Fields from different collections cannot be inputs to a service in the same ordinary data quality step. If any inputs in an ordinary data quality step are mapped to collection fields, all outputs from the service must be mapped to fields in that same collection.
Integration process call data quality steps have the following properties:
-
process name
-
step name
-
optional condition for applying the step to source entities updating matching golden records based on field values
-
optional condition for applying the step only to source entities satisfying a specified business rule
The first optional condition, if selected, has this effect: The step would be applied only where the values of fields — any fields or selected fields — would be populated or changed, or where any or selected fields in an incoming collection item fail to match any existing item.
A called Integration process must
-
have a Boomi Master Data Hub Listener connector operation as its Start step,
-
return results as documents, and
-
be deployed to a repository to which the model is deployed.
See the linked topics about building and deploying Integration Hub listener processes for more information.
Business rule data quality steps have the following properties:
-
step name
-
business rule configuration — inputs/outputs based on entity field values, conditions evaluating outputs, and an error message template for logging exceptions.
Business rule data quality steps are always applied to source entities regardless of the presence of rule inputs in the entities. Omitted and empty fields are evaluated as empty strings.
Data quality step examples
Suppose you are building a master data model for United States-based contacts, including their names, addresses, telephone numbers, etc. You might define data quality steps in this model to validate and/or enrich incoming contact entities prior their being incorporated as master data. Assume you will use a third party contact validation and enrichment service for which Boomi Data Hub supports ordinary data quality steps. Also assume that service that requires a correctly formatted email address in the input for each contact.
-
The first data quality step might apply a business rule to test the Email Address field in entities for the presence of the “@” character, which is required in a correctly formatted email address.
To add this step you would configure the business rule as follows: The Email Address field would be specified as an input and output. A “contains” condition would be specified to evaluate the output.

-
The next step might apply a business rule to test the Email Address field in entities for the presence of a top-level domain — for example, “.com”.
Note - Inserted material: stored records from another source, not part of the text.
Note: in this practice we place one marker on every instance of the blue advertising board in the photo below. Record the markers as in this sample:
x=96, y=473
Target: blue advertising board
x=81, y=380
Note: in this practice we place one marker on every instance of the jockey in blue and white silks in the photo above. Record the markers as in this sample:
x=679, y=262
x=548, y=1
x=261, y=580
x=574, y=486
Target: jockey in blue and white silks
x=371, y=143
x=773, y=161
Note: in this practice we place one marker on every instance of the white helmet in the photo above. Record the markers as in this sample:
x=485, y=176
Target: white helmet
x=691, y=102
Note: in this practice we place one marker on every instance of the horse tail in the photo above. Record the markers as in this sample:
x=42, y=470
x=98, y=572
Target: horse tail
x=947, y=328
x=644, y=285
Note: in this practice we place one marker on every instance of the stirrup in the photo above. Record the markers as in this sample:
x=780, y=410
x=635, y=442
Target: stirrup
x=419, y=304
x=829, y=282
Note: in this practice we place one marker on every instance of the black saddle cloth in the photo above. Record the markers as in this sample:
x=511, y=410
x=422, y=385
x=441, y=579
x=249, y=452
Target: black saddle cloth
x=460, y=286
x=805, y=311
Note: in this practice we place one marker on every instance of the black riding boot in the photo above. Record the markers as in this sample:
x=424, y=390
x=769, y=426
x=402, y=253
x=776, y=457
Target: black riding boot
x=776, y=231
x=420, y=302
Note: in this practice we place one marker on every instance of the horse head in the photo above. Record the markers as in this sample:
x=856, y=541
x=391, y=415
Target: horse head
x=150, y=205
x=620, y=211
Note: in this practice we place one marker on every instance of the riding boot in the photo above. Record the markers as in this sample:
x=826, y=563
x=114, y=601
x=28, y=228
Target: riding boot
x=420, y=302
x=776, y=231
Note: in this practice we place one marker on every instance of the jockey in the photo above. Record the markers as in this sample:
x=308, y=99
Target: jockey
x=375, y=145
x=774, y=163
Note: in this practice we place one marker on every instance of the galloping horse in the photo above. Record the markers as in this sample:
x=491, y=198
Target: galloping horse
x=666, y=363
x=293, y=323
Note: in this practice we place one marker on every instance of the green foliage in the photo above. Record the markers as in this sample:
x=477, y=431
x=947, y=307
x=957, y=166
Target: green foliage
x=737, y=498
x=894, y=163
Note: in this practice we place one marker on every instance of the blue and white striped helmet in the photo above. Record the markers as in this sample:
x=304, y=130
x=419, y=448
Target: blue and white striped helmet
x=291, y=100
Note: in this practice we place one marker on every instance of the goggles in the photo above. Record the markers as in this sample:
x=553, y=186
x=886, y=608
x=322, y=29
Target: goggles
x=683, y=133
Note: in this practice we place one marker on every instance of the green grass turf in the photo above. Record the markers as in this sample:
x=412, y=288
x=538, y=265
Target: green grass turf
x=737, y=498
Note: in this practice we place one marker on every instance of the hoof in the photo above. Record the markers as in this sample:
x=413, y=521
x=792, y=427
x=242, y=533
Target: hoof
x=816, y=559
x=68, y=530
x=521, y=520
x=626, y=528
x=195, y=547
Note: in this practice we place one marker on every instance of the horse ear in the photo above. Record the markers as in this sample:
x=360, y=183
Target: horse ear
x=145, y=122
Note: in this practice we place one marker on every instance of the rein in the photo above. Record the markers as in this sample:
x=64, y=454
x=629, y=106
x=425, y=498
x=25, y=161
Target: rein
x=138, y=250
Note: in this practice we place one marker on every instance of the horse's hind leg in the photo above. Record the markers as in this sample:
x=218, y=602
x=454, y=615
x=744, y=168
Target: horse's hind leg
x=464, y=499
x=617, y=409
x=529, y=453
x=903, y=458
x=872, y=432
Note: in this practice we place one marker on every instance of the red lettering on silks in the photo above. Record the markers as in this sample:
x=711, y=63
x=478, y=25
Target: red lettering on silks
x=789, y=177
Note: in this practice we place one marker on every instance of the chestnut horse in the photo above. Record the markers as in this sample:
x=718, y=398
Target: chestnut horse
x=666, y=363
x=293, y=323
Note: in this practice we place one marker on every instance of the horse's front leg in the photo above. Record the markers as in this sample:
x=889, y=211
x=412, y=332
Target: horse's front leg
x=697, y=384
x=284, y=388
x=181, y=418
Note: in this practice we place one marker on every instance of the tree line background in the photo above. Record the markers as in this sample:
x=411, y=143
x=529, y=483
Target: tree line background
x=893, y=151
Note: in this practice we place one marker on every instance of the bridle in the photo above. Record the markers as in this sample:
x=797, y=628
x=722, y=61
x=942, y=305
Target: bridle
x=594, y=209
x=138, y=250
To add this step you would configure the business rule as follows: The Email Address field would again be specified as an input. The String Split function would be used to split the input at “@” into multiple outputs — User and Domain. A “contains” condition would be specified to evaluate Domain. The input would also be specified in its entirety as an output for use in error messages.

-
The last step would send entity data to the data quality service to validate contacts’ first names, last names and email addresses and enrich the data with cities, states, telephone numbers and ZIP+4 codes.
To add this step you would define the correspondence between fields in the model and contact object properties supported by the service. You would do this separately for data sent to the service for validation — these are the inputs — and data retrieved from the service for enrichment — these are the outputs.